Best Argument: Impossible
Apple's a friend to education
Matthew Miller: In 1989 I was issued a Macintosh SE at the USCG Academy. A few years later at Berkeley I purchased another Mac with an education discount. Apple has a long history of being a friend to educational institutions and I think they are going to be even more aggressive starting this year with deep discounts on the iPad 2, incentives for organizations to adopt Apple products, and willingness to spend some of their huge cash reserves to build the Apple educational ecosystem.

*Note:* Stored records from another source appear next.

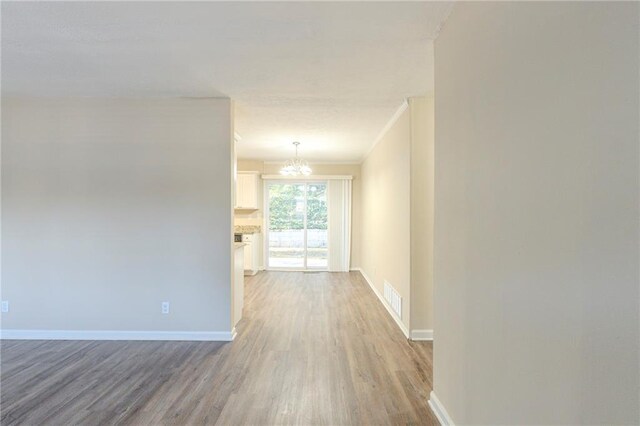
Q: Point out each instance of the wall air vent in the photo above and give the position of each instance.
(393, 299)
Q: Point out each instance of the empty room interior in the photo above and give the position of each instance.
(320, 213)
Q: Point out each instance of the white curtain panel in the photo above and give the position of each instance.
(339, 206)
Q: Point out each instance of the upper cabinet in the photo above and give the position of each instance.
(247, 191)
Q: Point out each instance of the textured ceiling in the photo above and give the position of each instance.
(329, 74)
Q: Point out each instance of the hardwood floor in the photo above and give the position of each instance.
(312, 348)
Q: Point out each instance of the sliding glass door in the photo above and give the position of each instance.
(297, 225)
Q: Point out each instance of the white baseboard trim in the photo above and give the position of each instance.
(384, 303)
(421, 334)
(213, 336)
(439, 410)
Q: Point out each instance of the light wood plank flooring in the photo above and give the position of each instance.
(312, 348)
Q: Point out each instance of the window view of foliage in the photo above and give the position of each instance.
(286, 207)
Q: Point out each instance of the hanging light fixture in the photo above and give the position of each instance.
(296, 166)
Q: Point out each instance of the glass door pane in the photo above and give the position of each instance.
(317, 226)
(286, 225)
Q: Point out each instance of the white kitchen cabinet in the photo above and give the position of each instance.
(247, 191)
(251, 253)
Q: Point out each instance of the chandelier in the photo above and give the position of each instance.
(296, 166)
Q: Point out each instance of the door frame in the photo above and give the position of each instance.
(293, 181)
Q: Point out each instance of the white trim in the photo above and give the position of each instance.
(421, 334)
(311, 162)
(384, 303)
(388, 126)
(439, 411)
(215, 336)
(306, 178)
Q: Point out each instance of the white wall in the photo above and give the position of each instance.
(110, 207)
(385, 246)
(537, 234)
(397, 214)
(422, 209)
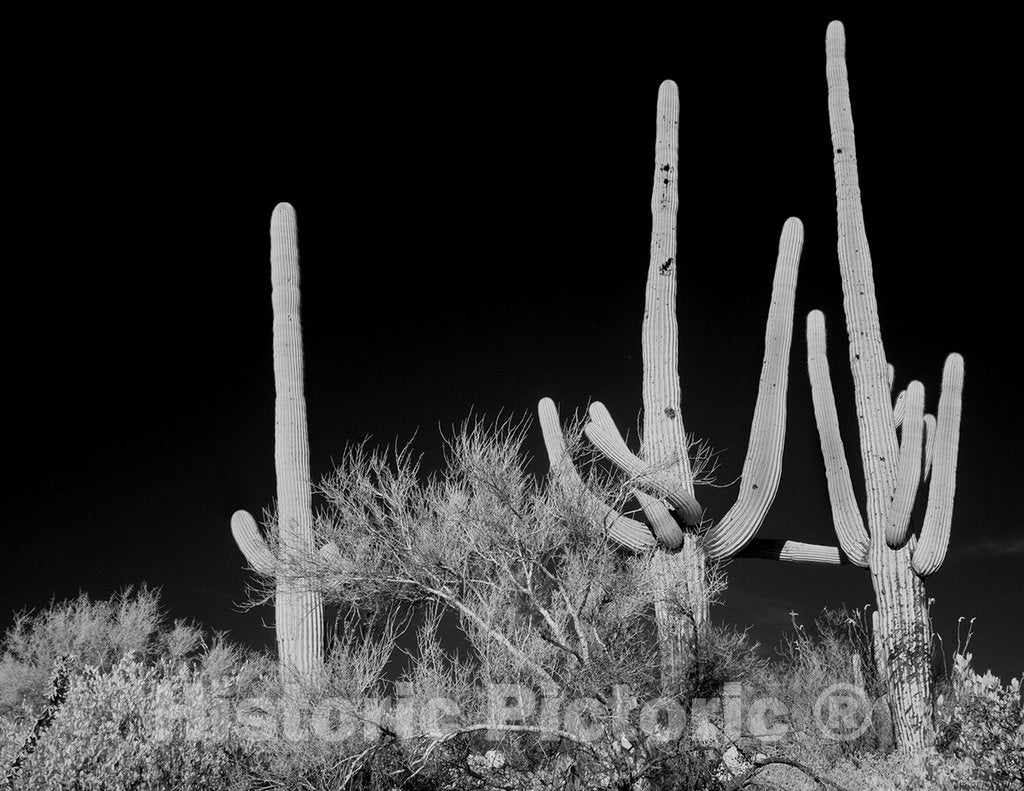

Apple has the OS, the hardware, and now the ecosystem strategy needed to have a major impact on the educational system. The only real barrier to implementation is cost and that is something they can impact, if they are willing to take the risk. If they are successful in widespread adoption of the iPad and the Apple Textbooks program, this success should increase their growth in the PC market as children growing up learning with an iPad, then take that experience to their primary computer.
Not suited to public education
Chris Dawson: Herbert Hoover called for a “chicken in every pot” during his 1928 presidential campaign. That didn’t work out so well with the Great Depression coming shortly thereafter, but the idea of a “tablet in every backpack” is one whose time has come. For well-heeled schools and districts, that device will probably be an iPad. For everyone else, though, it’s going to be something different.
Perhaps it will be an Intel Classmate, a Kindle Fire, a cheap laptop, a Chromebook, or any number of personal computing devices that students can bring to class and have as constant companions for anytime, anywhere study and interaction. But Apple’s first foray into e-textbooks, iBooks and iBooks Author makes it clear that theirs will be a closed ecosystem not well suited to widespread use in public education. Yes, a tablet in every backpack will be a reality. An iPad in every backpack? Not so much.